Critique des « Film rêvés » par Arthur Cahn

« Les Films rêvés », Eric Pauwels, Compétition internationale

Eric Pauwels nous invite dans sa cabane bleue au milieu de son jardin fleuri, hanté par un chien et quelques grenouilles indiscrètes. De là, il se pose, reçoit des images d’un ami parti en mer, des cartes, reçoit son voisin, mais surtout rêve. Et chacun de ses rêves est un film, un film rêvé.
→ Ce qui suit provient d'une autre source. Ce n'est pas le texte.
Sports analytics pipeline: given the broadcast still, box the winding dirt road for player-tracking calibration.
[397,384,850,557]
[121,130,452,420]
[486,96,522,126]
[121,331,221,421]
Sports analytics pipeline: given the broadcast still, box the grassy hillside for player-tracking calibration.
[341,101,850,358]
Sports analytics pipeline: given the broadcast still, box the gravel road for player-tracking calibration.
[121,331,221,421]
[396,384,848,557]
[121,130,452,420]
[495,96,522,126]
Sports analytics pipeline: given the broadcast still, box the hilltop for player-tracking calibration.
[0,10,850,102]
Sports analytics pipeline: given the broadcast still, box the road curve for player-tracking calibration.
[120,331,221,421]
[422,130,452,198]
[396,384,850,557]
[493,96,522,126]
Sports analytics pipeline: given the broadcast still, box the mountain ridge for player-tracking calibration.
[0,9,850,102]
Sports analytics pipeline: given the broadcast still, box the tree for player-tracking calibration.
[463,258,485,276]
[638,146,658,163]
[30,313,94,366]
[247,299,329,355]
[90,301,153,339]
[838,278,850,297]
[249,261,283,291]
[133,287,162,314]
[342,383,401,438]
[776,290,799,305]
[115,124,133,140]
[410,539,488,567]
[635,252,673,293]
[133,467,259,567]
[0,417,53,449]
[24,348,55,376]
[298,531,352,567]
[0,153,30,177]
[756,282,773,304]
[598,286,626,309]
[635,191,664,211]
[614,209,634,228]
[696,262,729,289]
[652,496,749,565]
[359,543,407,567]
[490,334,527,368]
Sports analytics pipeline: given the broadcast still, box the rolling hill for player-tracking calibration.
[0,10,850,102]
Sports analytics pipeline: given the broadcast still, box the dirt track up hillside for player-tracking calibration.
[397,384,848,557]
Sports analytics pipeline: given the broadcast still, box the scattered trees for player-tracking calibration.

La première image de ce film aux mille images : un araignée tissant une toile. Pas une toile d’araignée, mais la toile de projection de ce film unique. Un film fragile et ténu, rempli de vides et de trous et pourtant dense, et captivant. Si au départ, on ne sait que penser devant ce patchwork cousu au fil de soie, on finit par se laisser prendre, comme une mouche dans une toile, mais une mouche consentante. Ici, pas de fil rouge pour suivre le cheminement du réalisateur/rêveur et lorsque l’on se sent perdu dans cette avalanche d’histoires et d’images, l’araignée repasse par un point d’ancrage pour nous faire reprendre le fil d’un film qui semble passer parfois du coq à l’âne, ou plutôt du Cook (le capitaine) à l’âne (celui du Christ à Jérusalem). L’itinéraire du film est parfois flou mais on se laisse aller à la pérégrination, peu à peu à force de cercle concentrique on retrouve des motifs, des personnages existants, rêvés ou morts : Ulysse, Jean Rouch, le chien d’Eric Pauwels…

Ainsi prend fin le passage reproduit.